Martin Luther King III, 25, one of four children of Martin and Coretta King, is heir to his family's legacy through his name, his age and his work. All the King offspring are looked to for leadership: Martin and Yolanda, 27, work for the Atlanta-based King Center for Nonviolent Social Change, and Yolanda formed a New York-based theater group with Malcolm X's daughter, Attallah Shabazz, 24. (All three were named among "50 Young Leaders of the Future" in the September issue of Ebony magazine.) The two youngest King children are Dexter, 22, a corrections officer in Atlanta and a student at Morehouse College, and Bernice, 20, a student at Spelman College.

But Martin Luther King III has the name. He is increasingly visible, joining the organizers of voter registration drives, speaking forcefully on domestic issues, especially at youth meetings. He is only months younger than his father was when the 26-year-old minister led the Montgomery, Ala., bus boycott and was catapulted into national prominence.

King acknowledges the name and the responsibility.

"Our family situation is unique.

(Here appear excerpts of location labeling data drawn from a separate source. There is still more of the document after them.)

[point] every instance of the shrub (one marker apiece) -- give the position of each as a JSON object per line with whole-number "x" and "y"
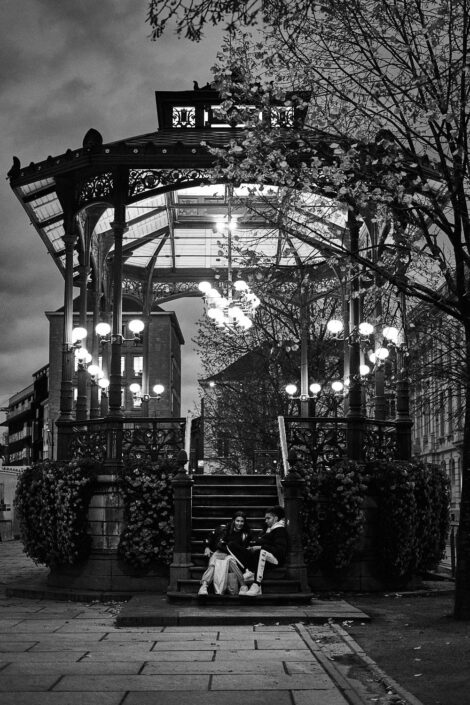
{"x": 148, "y": 534}
{"x": 412, "y": 517}
{"x": 332, "y": 514}
{"x": 342, "y": 520}
{"x": 51, "y": 502}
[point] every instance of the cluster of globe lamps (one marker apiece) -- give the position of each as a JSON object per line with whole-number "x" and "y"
{"x": 376, "y": 357}
{"x": 103, "y": 330}
{"x": 227, "y": 313}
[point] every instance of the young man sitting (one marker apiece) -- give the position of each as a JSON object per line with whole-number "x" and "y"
{"x": 271, "y": 548}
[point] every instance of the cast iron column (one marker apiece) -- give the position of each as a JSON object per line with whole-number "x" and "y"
{"x": 403, "y": 420}
{"x": 66, "y": 389}
{"x": 293, "y": 489}
{"x": 114, "y": 459}
{"x": 182, "y": 490}
{"x": 355, "y": 424}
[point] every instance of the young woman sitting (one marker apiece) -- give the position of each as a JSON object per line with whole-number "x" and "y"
{"x": 270, "y": 548}
{"x": 221, "y": 563}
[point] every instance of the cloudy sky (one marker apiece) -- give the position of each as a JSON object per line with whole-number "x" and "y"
{"x": 66, "y": 66}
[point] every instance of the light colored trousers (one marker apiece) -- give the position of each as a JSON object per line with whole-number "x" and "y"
{"x": 264, "y": 557}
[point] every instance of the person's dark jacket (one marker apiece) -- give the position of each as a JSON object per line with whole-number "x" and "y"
{"x": 275, "y": 542}
{"x": 221, "y": 536}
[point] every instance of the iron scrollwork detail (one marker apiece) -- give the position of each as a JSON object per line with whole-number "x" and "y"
{"x": 153, "y": 441}
{"x": 96, "y": 188}
{"x": 317, "y": 442}
{"x": 142, "y": 180}
{"x": 86, "y": 443}
{"x": 380, "y": 443}
{"x": 135, "y": 288}
{"x": 162, "y": 292}
{"x": 183, "y": 116}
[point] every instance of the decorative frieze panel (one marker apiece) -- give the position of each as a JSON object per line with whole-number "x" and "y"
{"x": 183, "y": 116}
{"x": 97, "y": 188}
{"x": 142, "y": 180}
{"x": 162, "y": 292}
{"x": 282, "y": 116}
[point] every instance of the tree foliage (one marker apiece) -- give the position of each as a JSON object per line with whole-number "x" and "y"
{"x": 386, "y": 141}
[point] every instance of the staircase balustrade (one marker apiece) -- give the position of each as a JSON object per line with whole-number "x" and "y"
{"x": 326, "y": 440}
{"x": 150, "y": 439}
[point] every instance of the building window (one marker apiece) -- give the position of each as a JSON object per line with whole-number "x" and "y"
{"x": 183, "y": 116}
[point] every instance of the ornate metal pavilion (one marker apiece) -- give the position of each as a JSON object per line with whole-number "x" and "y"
{"x": 139, "y": 216}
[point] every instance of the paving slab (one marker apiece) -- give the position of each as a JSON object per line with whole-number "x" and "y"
{"x": 270, "y": 682}
{"x": 7, "y": 645}
{"x": 149, "y": 610}
{"x": 59, "y": 698}
{"x": 74, "y": 653}
{"x": 213, "y": 667}
{"x": 192, "y": 683}
{"x": 316, "y": 697}
{"x": 81, "y": 668}
{"x": 17, "y": 683}
{"x": 209, "y": 698}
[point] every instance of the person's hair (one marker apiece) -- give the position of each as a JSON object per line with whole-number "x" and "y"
{"x": 242, "y": 514}
{"x": 276, "y": 511}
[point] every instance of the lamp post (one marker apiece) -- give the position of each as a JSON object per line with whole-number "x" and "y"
{"x": 136, "y": 390}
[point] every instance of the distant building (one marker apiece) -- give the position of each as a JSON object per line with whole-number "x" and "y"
{"x": 32, "y": 412}
{"x": 437, "y": 395}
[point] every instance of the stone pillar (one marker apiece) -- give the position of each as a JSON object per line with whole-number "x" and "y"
{"x": 182, "y": 488}
{"x": 293, "y": 489}
{"x": 355, "y": 421}
{"x": 114, "y": 460}
{"x": 115, "y": 377}
{"x": 66, "y": 388}
{"x": 403, "y": 420}
{"x": 82, "y": 375}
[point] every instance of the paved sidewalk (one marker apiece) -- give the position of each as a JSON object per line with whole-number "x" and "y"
{"x": 72, "y": 653}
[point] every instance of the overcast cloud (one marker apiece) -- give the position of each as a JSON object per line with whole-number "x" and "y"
{"x": 66, "y": 66}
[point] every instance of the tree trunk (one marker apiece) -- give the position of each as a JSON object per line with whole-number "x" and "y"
{"x": 462, "y": 574}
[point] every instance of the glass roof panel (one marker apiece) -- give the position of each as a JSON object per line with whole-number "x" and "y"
{"x": 143, "y": 254}
{"x": 36, "y": 186}
{"x": 46, "y": 207}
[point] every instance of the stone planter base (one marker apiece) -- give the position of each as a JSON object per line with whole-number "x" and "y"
{"x": 361, "y": 577}
{"x": 103, "y": 571}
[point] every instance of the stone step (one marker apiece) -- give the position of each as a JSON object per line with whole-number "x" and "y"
{"x": 234, "y": 479}
{"x": 200, "y": 566}
{"x": 295, "y": 598}
{"x": 265, "y": 497}
{"x": 270, "y": 586}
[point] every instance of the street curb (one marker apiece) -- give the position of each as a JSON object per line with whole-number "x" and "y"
{"x": 379, "y": 674}
{"x": 345, "y": 686}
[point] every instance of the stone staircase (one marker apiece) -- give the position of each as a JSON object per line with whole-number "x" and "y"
{"x": 215, "y": 498}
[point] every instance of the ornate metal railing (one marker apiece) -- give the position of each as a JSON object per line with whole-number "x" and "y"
{"x": 138, "y": 439}
{"x": 326, "y": 440}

If I go in and apply for a job, because I am Martin Luther King people are going to be awed at first, and they say, 'Yeah, let's see what we can do,' because they don't want any repercussions. But the average black child who comes out of Buttermilk Bottom, who may not have been trained adequately, because of his circumstances, that black child is going to be judged as just poor black trash. If a average white child comes in, he will get a superior job to that black child.

"That part of 'the dream' is not a reality. It has not become true. One day, hopefully, it will. This is such a racist, violent society. Poor black kids catch hell, literally."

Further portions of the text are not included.